The ‘gap year’ phenomenon is particularly associated with the UK: the Association of British Travel Agents estimates that as many as 200,000 British school-leavers and recent graduates have participated in gap programmes across Africa, Asia and Latin America. But a simple web search reveals many new providers based in other developed countries. (See examples in the accompanying table [1].)
Steve Rosenthal, who founded Cross Cultural Solutions (CCS) in 1995, was one of the trailblazers. According to the official account on the CCS website, he “took the money that he had saved as an engineer and brought a one-way ticket to Nepal.” Of the many weeks spent crossing exotic lands—India, Thailand, Indonesia, Egypt and Kenya—“one week [in Kenya] stood out from the rest,” continues the corporate introduction: a week that Steve spent helping to build a medical centre, and that has lived on in his memory.
Colin Salisbury, who took a Masters in Development Studies before establishing Global Volunteer Network in 2000, spares readers the melodrama and simply notes that, through his own experiences, he “saw the tremendous difference volunteers could make in helping local organisations achieve their goals.”
Balancing interests
At first sight, volunteer programmes can deliver obvious benefits: employment for local staff, prestige to schools who would otherwise struggle to attract a foreign teacher, and channeling of youthful energy to a worthy cause. But cultural exchange—often the main objective of many recently established operations—can turn out to be not only rich but also expensive.
Three of the newcomers to China investigated by China Development Brief-–Project Trust, World Teach and Gap Activity Projects—stand out for the experience they have accumulated as volunteer placement organisations. (The youngest of these, World Teach, was established in 1986.) Their programmes all provide volunteers with training, offer some form of screening process and (in two out of three cases) satisfy receiving agency demands for a one-year commitment. All three also offer placements outside of China’s wealthier eastern provinces in partnership with local government. In the case of Project Trust, there is genuine ambition to delve deeper into the poorest communities in the western region. “We hope to expand further into Uyghur areas and are thinking about Guizhou,” says the Project’s China coordinator, Alexander McClean-Bristol, who moved volunteers out of Shandong as soon as he recognised the much greater need in the arid north-western plains of Gansu and Xinjiang, where foreigners are as scarce as grass.
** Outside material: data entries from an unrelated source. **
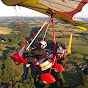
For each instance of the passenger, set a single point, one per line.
(62, 49)
(37, 53)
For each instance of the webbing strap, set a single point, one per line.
(22, 33)
(54, 57)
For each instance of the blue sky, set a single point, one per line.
(21, 11)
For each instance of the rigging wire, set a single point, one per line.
(20, 26)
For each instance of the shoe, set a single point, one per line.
(27, 65)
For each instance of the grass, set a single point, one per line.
(5, 30)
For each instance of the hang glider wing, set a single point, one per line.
(64, 9)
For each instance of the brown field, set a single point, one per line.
(5, 30)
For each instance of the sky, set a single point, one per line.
(21, 11)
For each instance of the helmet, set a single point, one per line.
(43, 43)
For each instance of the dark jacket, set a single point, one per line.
(39, 53)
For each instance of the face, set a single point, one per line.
(41, 46)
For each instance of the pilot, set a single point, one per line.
(37, 53)
(62, 49)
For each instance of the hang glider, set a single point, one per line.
(62, 10)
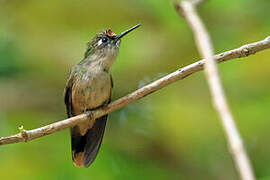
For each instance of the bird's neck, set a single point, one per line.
(100, 61)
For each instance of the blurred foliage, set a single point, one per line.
(171, 134)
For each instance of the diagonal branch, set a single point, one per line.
(29, 135)
(188, 11)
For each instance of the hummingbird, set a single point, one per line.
(89, 87)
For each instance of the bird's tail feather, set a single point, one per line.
(85, 148)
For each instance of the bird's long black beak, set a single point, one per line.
(127, 31)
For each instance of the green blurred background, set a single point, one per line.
(172, 134)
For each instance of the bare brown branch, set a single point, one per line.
(243, 51)
(188, 11)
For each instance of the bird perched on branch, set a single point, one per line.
(89, 87)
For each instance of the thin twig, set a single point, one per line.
(203, 41)
(242, 51)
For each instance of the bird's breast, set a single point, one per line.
(91, 91)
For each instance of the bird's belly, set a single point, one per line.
(91, 92)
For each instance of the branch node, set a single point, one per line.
(267, 38)
(23, 133)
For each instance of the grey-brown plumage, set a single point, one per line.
(89, 87)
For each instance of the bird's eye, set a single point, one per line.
(104, 40)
Other organisations, perhaps due to their short history in China and relative inexperience in volunteer management, stand out for less positive reasons—high fees, short placements (some lasting just one week), weaker screening procedures and an emphasis on leisure opportunities. A case in point is the US-based non profit, Cross Cultural Solutions, which charges USD 4,500 to place unskilled volunteers for twelve weeks with an NGO in Xi’an, and offers no pre-departure training. A UK-based company, i-to-i, charges GBP 1,495 (excluding flights) to place teachers for six weeks in Beijing or Xi’an—where paid teaching posts are available through sites such as www.tefl.com
This is a rough deal compared to the experiences offered by Peace Corps and VSO (Voluntary Service Overseas, based in the UK) who, rather than charging, give volunteers a modest stipend to cover in-country expenses. But they have stringent application procedures (50% of applicants to VSO are turned down) and provide 6-12 weeks of pre-departure and in-country training, together with supervision and support from field staff and frequent opportunities to develop professional skills at conferences and workshops. To committed professionals these are incentives; the barriers they present to less qualified recruits can be circumvented by some of the more commercialised agencies in exchange for hard currency.
Professional skills and long-term commitment are also prerequisites for signing up with the likes of Japanese Overseas Cooperation Volunteers (JOCV) and the Amity Foundation, who often perceive impact in terms of time spent in-country.
VSO recently merged with British Executive Services Overseas (BESO), which used to specialise in short-term placements. VSO China Country Director, Michelle Brown, says however that “VSO remains committed to long-term volunteering.” The merger with BESO, she says, “enables us to support partners in more flexible ways,” adding that “short-term volunteers should ideally have China experience.”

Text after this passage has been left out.